Senin, 05 April 2010

ENTAHLAH, MUNGKIN TEKANAN BATIN (1)

HANYA SEKEJAP, NAMUN MERUBAH HIDUPKU.

Subang, 5 April 2010

Kejadian ini terjadi beberapa jam lalu. Ya, hanya sekejap. Namun itu membuat aku sangat tersiksa.

Saat itu aku sedang sarapan sambil menonton Dahsyat, acara musik yang disiarkan RCTI.

Tiba tiba telepon rumah berdering, aku yang sedang mengunyah sarapanku, malas malasan mengangkat telepon.

Begini kira kira percakapanku di telepon itu

Suara di sebrang sana "Nggie? Ieu nggie?"

"Enyaa, naon mah?" Kataku tak begitu jelas, karena masih mengunyah nasi dan tumis kangkung, sarapanku.

"Gie saur Pa Yaya hoyong teu ngiringan kebumian tea, ayeuna enggal kadieu" Pinta mamaku

"Hah? Naon alim ah, enjing kan OSN na? Meni di dadak, alim!" Kataku tegas

"Yeh saur Pa Yaya kedah ceunah, nyobian weh atuh" Mamaku masih meminta

"Alim! Ayeuna teh nuju seueur tugas mamaah, seueur nu kedah dikerjakeun nuju liburan teh" Jelasku

"Nya ayeuna kadieu heula weh, bimbingan heula, keputusan ngiring atau henteu na mah kumaha ngke" Mamaku tetap meminta

"Aaaah alim mama! Aliiimmm!" Aku mulai tak tenang

"Tuh da Pa Yaya, hm nya ntos lah. Lain mah nyobian heula" Mamaku sedikit kecewa

"Da saur nggie alim nya alim. Dadakan pisan sih" Kataku ketus, sebal!

"Nya ntos, assalamualaikum" Mamaku memutus telepon sebelum aku menjawab salamnya.

Aku kembali ke tempat dudukku, melanjutkan sarapan dengan hati tidak tenang.

Saat selesai makan, aku pergi ke dapur untuk minum dan mencuci piring.

Saat mencuci piring itu, khayalanku beraksi.

"Hmm gimana kalo nanti Pa Yaya yang neleponnya, terus maksa aku, mau ngomong apaan aku? mati deh udah, ga bakalan bisa nolak!"

"Ah berarti nanti kalo ada nomer yang ga dikenal nelfon ke hape aku, aku diemin aja deh, pasti itu Pa Yaya yang mau maksa aku"

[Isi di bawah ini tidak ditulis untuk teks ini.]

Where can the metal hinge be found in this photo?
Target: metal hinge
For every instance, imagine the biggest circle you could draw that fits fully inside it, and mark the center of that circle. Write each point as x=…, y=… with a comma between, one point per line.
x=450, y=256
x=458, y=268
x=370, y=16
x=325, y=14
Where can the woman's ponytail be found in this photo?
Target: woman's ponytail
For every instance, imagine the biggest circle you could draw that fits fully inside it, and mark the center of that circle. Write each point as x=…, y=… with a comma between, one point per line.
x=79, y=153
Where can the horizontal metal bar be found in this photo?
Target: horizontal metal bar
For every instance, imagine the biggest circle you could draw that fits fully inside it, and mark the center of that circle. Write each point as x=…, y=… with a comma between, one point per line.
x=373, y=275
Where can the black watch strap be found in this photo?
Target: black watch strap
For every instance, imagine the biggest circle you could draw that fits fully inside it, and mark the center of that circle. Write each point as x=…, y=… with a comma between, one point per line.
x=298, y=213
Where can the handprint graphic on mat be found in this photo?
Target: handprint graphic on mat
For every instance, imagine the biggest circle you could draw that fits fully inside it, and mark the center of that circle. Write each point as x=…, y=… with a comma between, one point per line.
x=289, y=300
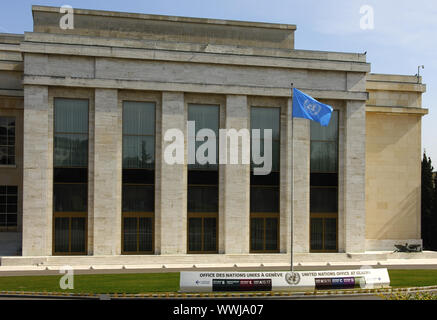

Setelah beres mencuci piring, aku singkirkan semua khayalanku yang ga jelas itu.

Aku masuk kamar, meraih hapeku. Oiya, aku ada janji mau pergi ke rumahnya Desi pagi ini.

Lalu aku sms Desi untuk memastikan dia ada dirumah.

Saat aku telah siap berpakaian untuk pergi ke rumah Desi, aku kembali melihat layar hapeku.

Belum ada balasan dari Desi. Aku memainkan hapeku.

Tanpa sengaja ada panggilan masuk yang aku reject.

Aku belum sempat melihat nomor tersebut. Karena begitu ada panggilan masuk, tanganku sedang memijit tombol reject.

Penasaran aku buka log di hapeku. Buka log, panggilan, panggilan masuk, oh nomer baru ternyata yang aku reject tadi!

Pikiranku langsung melayang ke khayalan saat mencuci piring tadi.

Wah, gimana kalo yang baru aja aku reject tu Pa Yaya?

"Ah bodo amat deh. Bagus aku reject!" Kata satu sisi hatiku.

"Tapi kamu ga sopan, masa ngereject telfon dari guru?" Kata satu sisi hatiku yang lain.

"Seeeh, ga penting deh ah mikirin itu!" Aku berkata akhirnya.

Aku ke meja riasku, memoles wajahku dengan bedak tipis.

"Ih si Desi kok ga bales aja yaa?" Pikirku dalam hati

Aku meraih hapeku kembali.

Ada panggilan masuk! Dan, nomor yang memanggil ituu, nomor yang tadi aku reject! Omaigad !

Dengan hati berdebar, aku biarkan hapeku menyala terus. panggilan masuk itu aku diamkan. Aku tak berani mengankatnya, apalagi merejectnya!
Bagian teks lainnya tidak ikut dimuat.